The text is full of facts that surprised me: Sparta’s population was 80 percent slaves (compared to Athens’ 30 percent); celibacy was only insisted on for all clergy by the pope in 1074; 240,000 were killed in the final battle for the Aztec capital of Tenochtitlan; the Inca empire, which stretched 3,000 miles, was managed without writing; 20,000 of the African American slaves who fought against the colonists during the American Revolution left with the British afterwards; in 1839, the Chinese dumped 20,000 chests of opium into the sea, which had been delivered by British traders, so the United Kingdom’s government retaliated by sending gunships to annex Hong Kong and open five new ports.

Use of Greek Fire: Byzantine manuscript illumination from the Skylitzes Codex, 13th-14th centuries.

 

While the book’s art is often eye-catching (such as statues depicting Genghis Kahn’s mounted warriors near Mongolia’s capital of Ulaanbaatar, Byzantine sailors spraying Arab ships with mysterious “liquid fire”), the reason this volume is essential for me as a serious history traveler is the maps. By using different shades to denote where and when empires expanded, even newbies to historical geography can quickly grasp the flow of conquest or assimilation. There are also symbols that show what the most important economic resources were for the region, including slaves, obsidian, and hemp. Gold made Mansa Musa of the Kingdom of Mali in northwest Africa the wealthiest man of all time with $400 billion in today’s money (ruling from 1312 to 1337 A.D. BCE). Davidson is particularly good at working in business history, such as how and where tiny Netherlands created a far-flung commercial empire by taking advantage of new technology and financial systems.

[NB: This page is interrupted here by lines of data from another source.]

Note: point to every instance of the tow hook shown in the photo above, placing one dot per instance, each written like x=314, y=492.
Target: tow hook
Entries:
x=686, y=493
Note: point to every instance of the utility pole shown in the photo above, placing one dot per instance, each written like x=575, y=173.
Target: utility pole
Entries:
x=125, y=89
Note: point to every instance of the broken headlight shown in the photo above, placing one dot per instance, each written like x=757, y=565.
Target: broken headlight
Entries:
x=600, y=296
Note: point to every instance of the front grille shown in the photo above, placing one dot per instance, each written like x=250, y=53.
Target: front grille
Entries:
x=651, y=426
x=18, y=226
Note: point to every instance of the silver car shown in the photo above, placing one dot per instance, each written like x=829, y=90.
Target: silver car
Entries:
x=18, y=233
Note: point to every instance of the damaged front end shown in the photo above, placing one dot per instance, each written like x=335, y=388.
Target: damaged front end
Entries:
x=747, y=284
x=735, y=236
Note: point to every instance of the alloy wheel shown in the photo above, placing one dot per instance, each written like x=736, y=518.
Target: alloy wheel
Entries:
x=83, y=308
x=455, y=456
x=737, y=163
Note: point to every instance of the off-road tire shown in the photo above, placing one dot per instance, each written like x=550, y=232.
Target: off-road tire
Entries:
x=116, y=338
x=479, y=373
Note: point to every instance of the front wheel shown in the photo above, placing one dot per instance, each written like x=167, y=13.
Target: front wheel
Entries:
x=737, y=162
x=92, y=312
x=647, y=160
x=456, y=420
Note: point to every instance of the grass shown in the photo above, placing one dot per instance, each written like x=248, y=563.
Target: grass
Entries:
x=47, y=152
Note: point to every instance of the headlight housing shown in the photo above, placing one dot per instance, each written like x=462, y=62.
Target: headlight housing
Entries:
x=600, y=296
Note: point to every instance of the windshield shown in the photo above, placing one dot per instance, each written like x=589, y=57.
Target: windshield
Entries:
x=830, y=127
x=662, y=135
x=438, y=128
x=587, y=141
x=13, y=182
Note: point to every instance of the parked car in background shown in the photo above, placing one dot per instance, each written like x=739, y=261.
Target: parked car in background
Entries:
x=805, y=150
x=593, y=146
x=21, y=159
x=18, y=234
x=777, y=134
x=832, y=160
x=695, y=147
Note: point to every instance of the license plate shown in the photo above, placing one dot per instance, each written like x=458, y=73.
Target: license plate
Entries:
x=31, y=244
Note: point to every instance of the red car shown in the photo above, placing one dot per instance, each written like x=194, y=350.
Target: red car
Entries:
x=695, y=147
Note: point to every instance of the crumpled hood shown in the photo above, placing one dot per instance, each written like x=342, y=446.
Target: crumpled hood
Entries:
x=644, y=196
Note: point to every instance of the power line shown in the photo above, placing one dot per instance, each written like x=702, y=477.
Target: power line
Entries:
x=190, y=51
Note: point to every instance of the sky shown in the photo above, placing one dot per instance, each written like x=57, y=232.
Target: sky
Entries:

The maps make clear the vast territory that the Mongols conquered (from eastern Europe east, including most of the Middle East, Central Asia, Russia, and China), where precisely the first global empire, Spain’s, was located; and what it meant for the sun to never set over land where the British queen reigned. The maps that break down Chinese history helped me as a non-specialist understand the territory ruled by the dynasties of the Qin, Han, Tang, Song, Yuan, Ming, and Qing, and how they were culturally different (under the Ming, Admiral Zheng’s large fleets sailed as far as Africa. I think Gavin Menzies makes compelling arguments for his foray across the Pacific in 1421: The Year China Discovered America).

The Second British Empire (click to enlarge)

Also valuable is the recommended list of books for each chapter for readers who would like to know more about the people, stories, and meaning of history without being drowned in the details of scholarship. I plan to give this book the time it deserves by taking it on a trip to read the short chapters and study the maps in spare moments, like waiting in line at the airport. If I wasn’t making historical destinations a priority before, I have a much longer bucket list now that I finished reading it.